Edgar Morin è una figura centrale nel dibattito pubblico. Intellettuale indisciplinato e transdisciplinare, è entrato nella mia vita con la forza dell’umiltà e del progetto.
Oggi che siamo tecnologicamente avanzati, Morin ci aiuta a ri-fletterci nei temi fondamentali, nel profondo di “chi/dove siamo” e di “chi/dove diventiamo”. Per chi, come lui, sta per raggiungere i 100 anni, il tempo non si conta: le idee, infatti, sono immortali e quelle vere rompono una cultura ancora imprigionata nella ossessione della linearità, della certezza, della prevedibilità, della misurabilità, della razionalità “armata”.
Proprio in questo tempo di interconnessione planetaria, grazie a Morin possiamo riscoprire il “destino planetario” che ci lega. Abbiamo bisogno di uno sguardo largo, laterale, critico, visionario, complesso, capace di mostrarci la complessità della vita e le complessità delle vite. Dobbiamo intraprendere un cammino che si fa nel farsi: esso è costellato d’imprevedibilità, di relazioni, di nuovi inizi. Il destino planetario è un’esperienza, quella di noi umani in ricerca.

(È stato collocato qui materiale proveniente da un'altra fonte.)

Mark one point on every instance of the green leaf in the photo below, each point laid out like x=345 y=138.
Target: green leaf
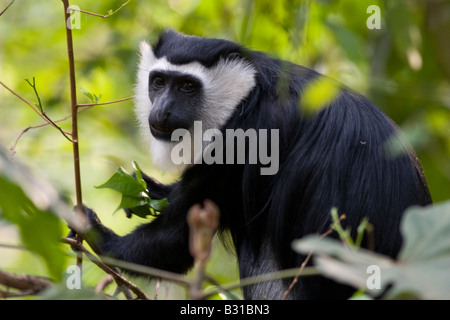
x=139 y=175
x=159 y=205
x=134 y=193
x=33 y=207
x=422 y=269
x=125 y=183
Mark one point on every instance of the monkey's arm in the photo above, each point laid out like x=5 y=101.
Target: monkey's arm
x=162 y=243
x=156 y=189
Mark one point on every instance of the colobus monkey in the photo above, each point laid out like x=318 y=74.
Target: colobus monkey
x=334 y=158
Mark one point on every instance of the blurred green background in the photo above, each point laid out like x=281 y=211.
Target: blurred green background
x=404 y=67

Volentieri, da quando frequento intellettualmente l’amico Edgar, amo metterlo in dialogo con un altro gigante del pensiero: Raimon Panikkar. Costui mi colpì, anni fa, attraverso la parola “inter-in-dipendenza”: siamo liberi in quanto siamo dipendenti, legati dal vincolo progettuale di essere parte del tutto (la lezione di Pascal), inseparabili. Siamo, pertanto, inseriti in un disegno-destino planetario che ciascuno di noi incarna in maniera unica e irripetibile.
100 italiani, tra i quali il sottoscritto, hanno accolto l’invito di Mauro Ceruti a scrivere di Morin. Il 25 giugno, per Mimesis, esce il volume collettivo intitolato “Cento Edgar Morin” che, come un grande affresco, cerca di raccontare il grande filosofo e sociologo francese. Qualcosa resterà non detto: d’altronde, Morin ci ha insegnato a lasciarci sorprendere dalla vita.